Tujuhbelas tahun sejak diamanatkannya agenda reforma agraria melalui Tap No. IX/MPR/2001 tentang Pembaruan Agraria Dan Pengelolaan Sumberdaya Alam, pemerintah saat ini baru secara nyata berkehendak untuk merealisasikannya. Mengapa? Meskipun reforma agraria sudah diamanatkan sejak 2001, namun pemerintah yang berkuasa belum serius berkehendak menjalankannya. Regulasi yang dipandang sebagai dasar penyelenggaraan reforma agraria tidak kunjung diterbitkan. Berbagai versi naskah yang ada hanya sampai pada Rancangan Peraturan Pemerintah maupun Raperpres. Baru pada tahun ini, tepatnya pada Hari Tani (24 September 2018), Pemerintah menerbitkan Peraturan Presiden No. 86 Tahun 2018 tentang Reforma Agraria. Sungguh, ini regulasi yang dinanti-nantikan agar agenda reforma agraria bukan hanya sebagai jargon semata, tetapi benar-benar direalisasikan untuk menyelesaikan ketimpangan penguasaan, pemilikan, penggunaan dan pemanfaatan tanah.
Reforma agraria dalam perpres tersebut dimaknai sebagai penataan kembali struktur penguasaan, pemilikan, pengguasaan, penggunaan dan pemanfaatan tanah yang lebih berkeadilan melalui penataan asset dan disertai dengan penataan akses untuk kemakmuran rakyat. Adapun agenda RA ini bertujuan untuk: (a) mengurangi ketimpangan penguasaan dan pemilikan tanah; (b) menangani sengketa dan konflik agraria; (c) menciptakan kemakmuran dan kesejahteraan masyarakat; (d) menciptakan lapangan kerja untuk mengurangi kemiskinan; (e) memperbaiki akses masyarakat kepada sumber ekonomi; (f) meningkatkan ketahanan dan kedaulatan pangan; dan (g) memperbaiki dan menjaga kualitas lingkungan hidup.

Menepati Janji

Terbitnya Perpres 86/2018 bukanlah suatu kebetulan, tetapi merupakan bagian pemenuhan janji politik pemerintah yang berkuasa.
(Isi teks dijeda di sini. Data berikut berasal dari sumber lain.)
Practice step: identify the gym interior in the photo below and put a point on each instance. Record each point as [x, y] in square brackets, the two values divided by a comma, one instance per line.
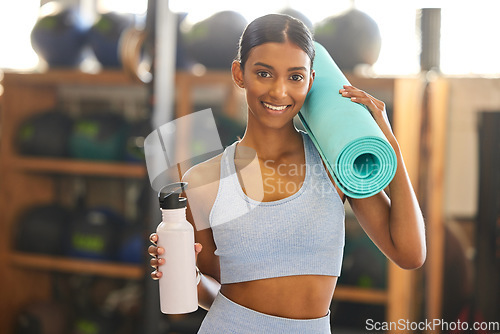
[84, 82]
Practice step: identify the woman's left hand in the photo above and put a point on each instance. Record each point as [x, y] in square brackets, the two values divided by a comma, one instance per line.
[375, 106]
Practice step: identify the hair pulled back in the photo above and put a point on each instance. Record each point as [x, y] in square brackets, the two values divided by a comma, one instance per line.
[277, 28]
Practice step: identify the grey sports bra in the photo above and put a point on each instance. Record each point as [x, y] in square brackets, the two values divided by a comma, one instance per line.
[302, 234]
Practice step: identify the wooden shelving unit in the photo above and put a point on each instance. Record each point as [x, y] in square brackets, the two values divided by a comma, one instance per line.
[79, 167]
[27, 181]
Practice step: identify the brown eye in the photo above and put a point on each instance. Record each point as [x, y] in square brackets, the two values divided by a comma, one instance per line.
[297, 77]
[264, 74]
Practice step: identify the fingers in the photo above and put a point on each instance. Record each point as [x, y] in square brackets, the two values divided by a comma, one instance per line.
[197, 247]
[156, 275]
[155, 251]
[359, 96]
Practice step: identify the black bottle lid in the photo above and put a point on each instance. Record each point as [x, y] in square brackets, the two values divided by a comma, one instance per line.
[169, 196]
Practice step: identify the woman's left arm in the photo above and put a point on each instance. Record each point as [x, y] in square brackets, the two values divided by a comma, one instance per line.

Janji politik presiden dalam Nawacita yang kemudian dijabarkan dalam RPJMN Tahun 2015-2019 menyebutkan bahwa untuk meningkatkan kesejahteraan rakyat dilakukan melalui penyediaan tanah objek Reforma Agraria sekurang-kurangnya 9 juta ha untuk diredistribusikan. Redistribusi tanah sebagai agenda utama RA, dalam pelaksanaannya jauh tertinggal dari program legalisasi asset, yang sering disebut sebagai bagi-bagi sertipikat gratis. Pelaksanaan redistribusi tanah dari target 4,5 juta hektar, saat ini baru terealisasi seluas 231.349 hektar (5,14%) yang terbagi menjadi 177.423 bidang tanah  (Ditjend Penataan Agraria, 2018). Hal ini menunjukkan bahwa prioritas ke-agraria-an pemerintah yang sudah ditetapkan, utamanya berkenaan dengan redistribusi tanah masih sebatas janji politik.
Problem utama tersendatnya agenda RA yang sering dimunculkan selama ini adalah ketiadaan dasar hukum penyelenggaraan RA. Nah, kelahiran Perpres 86/2018 ini menjawab persoalan tersebut. Artinya, tidak ada lagi alasan bagi penyelenggara Negara, khususnya Kementerian Lingkungan Hidup dan Kehutanan (KLHK), Kementerian Agraria dan Tata Ruang/Badan Pertanahan Nasional (ATR/BPN) serta Pemerintah Daerah untuk tidak menjalankan agenda RA. 
KLHK adalah kementerian yang menguasai tanah terluas yang ditargetkan sebagai Tanah Objek Reforma Agraria (TORA). Tercatat seluas 4,1 juta hektar kawasan hutan yang diorientasikan untuk TORA melalui perubahan peruntukan kawasan hutan serta 12,7 juta hektar yang diorientasikan melalui hak pengelolaan, izin pemanfaatan, hutan adat atau dengan istilah hak kelola perhutanan sosial. Kementerian LHK mencatat bahwa terdapat 25.863 desa dari 75 ribu desa di Indonesia yang berada dalam kawasan hutan dan sekitar 50 juta petani berada di dalam dan di sekitar kawasan hutan (Sirait, 2017), dengan bentuk penguasaan tanah oleh: (a) masyarakat hukum adat; (b) pemerintah desa; (c) perorangan, baik dengan alas hak atau tidak ada alas hak; (d) badan hukum; (e) badan sosial; (f) badan pemerintahan (Safitri, 2014). Kondisi tersebut menunjukkan bahwa potensi TORA yang berasal dari kawasan hutan menjadi sangat potensial untuk segera direalisasikan.
Sementara itu Kementerian ATR/BPN adalah kementerian yang mengkoordinasikan penyelenggaraan RA dalam kelembagaan Gugus Tugas Reforma Agraria (GTRA) secara nasional. Pada level daerah, pemerintah provinsi dan pemerintah kabupaten merupakan koordinator penyelenggaraan RA melalui GTRA di daerah.   
Hal-hal di atas menunjukkan bahwa, pemenuhan janji politik pemerintah yang berkuasa sekaligus menyelesaikan ketimpangan penguasaan, pemilikan, penggunaan dan pemanfaatan tanah di Indonesia harus segera direalisasikan. Political will sudah ada, regulasi sudah diterbitkan, kementerian/lembaga terkait serta pemda sudah siap, maka saatnya menjalankan agenda Reforma Agraria.  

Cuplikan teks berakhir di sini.